ASCOLI PICENO – La sconfitta di Novara non può ancora spiegare se il cambio di panchina deciso dalla società in settimana potrà essere o meno fruttifero per le sorti dell’Ascoli: quattro giorni di allenamento, infatti, sono pochi per cambiare il volto alla squadra. Il Picchio visto oggi al ‘Silvio Piola‘ conserva, per ora, tutti i limiti posseduti fin da inizio stagione: limiti tecnici, soprattutto, oltre che d’organizzazione, ai quali Pergolizzi dovrà trovare una ricetta, proprio lì, dove Silva non è riuscito. Queste le valutazioni dei protagonisti bianconeri.

MAURANTONIO 6,5: Incolpevole sul colpo da biliardo di Lepiller, viene impegnato, spesso da fuori dai giocatori di Aglietti. Lui se la cava, più o meno con stile, non facendosi mai ingannare.

PRESTIA 6: Prestazione senza grossi errori del difensore siciliano, che controlla bene le avanzate di Simone Pesce, mentre Lepiller esce spesso dalla sua zona di competenza.

PECCARISI 6: Di testa sono tutte sue, Rubino non combina nulla, tranne che sul gol, quando lo tiene dietro di sé permettendo l’uno-due con Lepiller.

FAISCA 6: Alcuni errori tecnici e qualche imprecisione in uscita, ma mezzo voto in più per il salvataggio del primo tempo nell’anticipo su Rubino appostato sul secondo palo.

SCALISE 5: Un suo cross completamente sballato alla mezz’ora del secondo tempo rende l’idea: irriconoscibile rispetto allo scorso anno, ha bisogno di una pausa e tornare quello ammirato nel 2012.

DI DONATO 6,5: Non molla un centimetro ai centrocampisti di Aglietti. Lotta, contrasta e, quando può, imposta, piazzandosi al posto di un Loviso ancora un pò smarrito. Un guerriero al quale aggrapparsi.

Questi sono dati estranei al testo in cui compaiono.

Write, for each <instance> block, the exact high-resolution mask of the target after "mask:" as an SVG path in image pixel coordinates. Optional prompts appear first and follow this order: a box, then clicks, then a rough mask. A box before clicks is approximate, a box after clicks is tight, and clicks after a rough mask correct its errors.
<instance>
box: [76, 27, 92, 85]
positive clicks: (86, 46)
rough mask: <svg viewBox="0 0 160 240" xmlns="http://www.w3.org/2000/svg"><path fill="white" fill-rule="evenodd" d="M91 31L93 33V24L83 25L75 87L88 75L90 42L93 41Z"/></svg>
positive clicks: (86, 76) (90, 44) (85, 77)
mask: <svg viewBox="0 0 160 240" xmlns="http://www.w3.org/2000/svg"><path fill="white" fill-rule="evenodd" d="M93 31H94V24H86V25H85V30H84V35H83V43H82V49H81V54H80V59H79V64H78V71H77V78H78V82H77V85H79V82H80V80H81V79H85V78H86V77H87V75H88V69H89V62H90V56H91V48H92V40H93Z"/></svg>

LOVISO 5: Cerca, e si vede, di portarsi la squadra sulle spalle: va spesso a prender palla, a chiamare la giocata, ma sbaglia troppo per uno con il suo curriculum. Ci prova da fuori senza sorprendere Kosicki.

FOSSATI 5,5: Non era al meglio, a causa di una caviglia dolorante. Un paio di tiri rasoterra e niente più non fanno della sua una prestazione sufficiente.

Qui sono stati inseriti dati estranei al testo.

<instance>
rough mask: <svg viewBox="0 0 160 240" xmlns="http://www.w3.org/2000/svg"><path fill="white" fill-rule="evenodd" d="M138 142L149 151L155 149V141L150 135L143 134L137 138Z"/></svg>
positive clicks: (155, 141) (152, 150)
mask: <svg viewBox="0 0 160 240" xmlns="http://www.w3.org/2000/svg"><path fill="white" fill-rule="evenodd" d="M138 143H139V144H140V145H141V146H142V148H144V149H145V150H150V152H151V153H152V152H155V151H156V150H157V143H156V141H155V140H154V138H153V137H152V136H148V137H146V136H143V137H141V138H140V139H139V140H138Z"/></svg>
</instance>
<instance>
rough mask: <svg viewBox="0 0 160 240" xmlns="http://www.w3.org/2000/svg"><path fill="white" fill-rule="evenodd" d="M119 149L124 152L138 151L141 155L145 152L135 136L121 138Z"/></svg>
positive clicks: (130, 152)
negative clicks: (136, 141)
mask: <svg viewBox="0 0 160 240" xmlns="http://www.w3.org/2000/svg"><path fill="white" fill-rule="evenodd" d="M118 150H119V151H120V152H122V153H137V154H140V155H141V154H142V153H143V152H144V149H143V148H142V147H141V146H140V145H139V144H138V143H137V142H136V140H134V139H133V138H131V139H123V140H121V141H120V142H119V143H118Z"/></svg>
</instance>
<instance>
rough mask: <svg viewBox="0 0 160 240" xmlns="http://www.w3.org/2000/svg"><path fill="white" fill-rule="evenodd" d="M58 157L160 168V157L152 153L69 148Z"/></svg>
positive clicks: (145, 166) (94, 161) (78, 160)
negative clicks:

PASQUALINI 5: Stavolta non c’è Zaza e le sue rare avanzate sono preda di …nessuno. Spinge poco e sbaglia molto, troppo, con la palla tra i piedi. Ha bisogno di tranquillità.

SONCIN 5: Lui e Feczesin si trovano poco, ma anche i suoi compagni trovano poco il ‘Cobra’ che, isolato lì davanti, senza troppi raccordi e con i cross quasi tutti sballati, nulla può fare. Ma anche lui si dà da fare poco. Saltà il Grosseto per squalifica.

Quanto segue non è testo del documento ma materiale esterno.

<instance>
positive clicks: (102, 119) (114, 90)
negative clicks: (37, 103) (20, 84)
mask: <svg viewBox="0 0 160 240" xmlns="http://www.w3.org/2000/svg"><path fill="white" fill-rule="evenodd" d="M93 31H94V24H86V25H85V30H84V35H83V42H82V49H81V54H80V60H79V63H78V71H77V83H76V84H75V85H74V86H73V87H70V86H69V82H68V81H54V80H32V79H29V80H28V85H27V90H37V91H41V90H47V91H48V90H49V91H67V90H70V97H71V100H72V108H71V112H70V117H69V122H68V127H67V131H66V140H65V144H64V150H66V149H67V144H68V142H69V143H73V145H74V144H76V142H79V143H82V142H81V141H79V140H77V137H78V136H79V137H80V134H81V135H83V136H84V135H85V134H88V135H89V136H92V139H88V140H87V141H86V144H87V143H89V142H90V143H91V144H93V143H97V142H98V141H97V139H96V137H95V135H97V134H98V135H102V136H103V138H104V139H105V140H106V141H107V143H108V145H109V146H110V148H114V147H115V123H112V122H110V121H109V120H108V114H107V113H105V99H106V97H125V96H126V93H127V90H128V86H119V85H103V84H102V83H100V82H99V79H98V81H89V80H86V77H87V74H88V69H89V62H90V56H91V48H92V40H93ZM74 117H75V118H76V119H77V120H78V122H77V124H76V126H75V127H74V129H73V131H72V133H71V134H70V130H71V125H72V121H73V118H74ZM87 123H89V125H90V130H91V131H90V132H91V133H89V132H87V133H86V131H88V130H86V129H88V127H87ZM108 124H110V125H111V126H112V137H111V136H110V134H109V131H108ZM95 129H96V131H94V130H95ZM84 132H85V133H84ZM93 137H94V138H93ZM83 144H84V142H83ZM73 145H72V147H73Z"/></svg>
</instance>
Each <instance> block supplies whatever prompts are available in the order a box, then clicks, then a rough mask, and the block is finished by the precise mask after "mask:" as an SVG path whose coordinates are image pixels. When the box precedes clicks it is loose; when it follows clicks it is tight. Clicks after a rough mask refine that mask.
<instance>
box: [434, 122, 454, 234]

FECZESIN 5,5: Meglio del compagno di reparto, almeno nel primo tempo dove va a prendere palla, la protegge e la scarica facendo salire la squadra. Per il resto un solo tiro, sballato, nella ripresa.

PERGOLIZZI 6: Di stima e di buon augurio, più che altro. Prima panchina in bianconero nella prima vera esperienza nella carriera da allenatore professionista. La squadra ha ancora i suoi difetti, qualche idea sembra esserci. Giovedì col Grosseto l’occasione giusta per rifarsi dell’amaro esordio.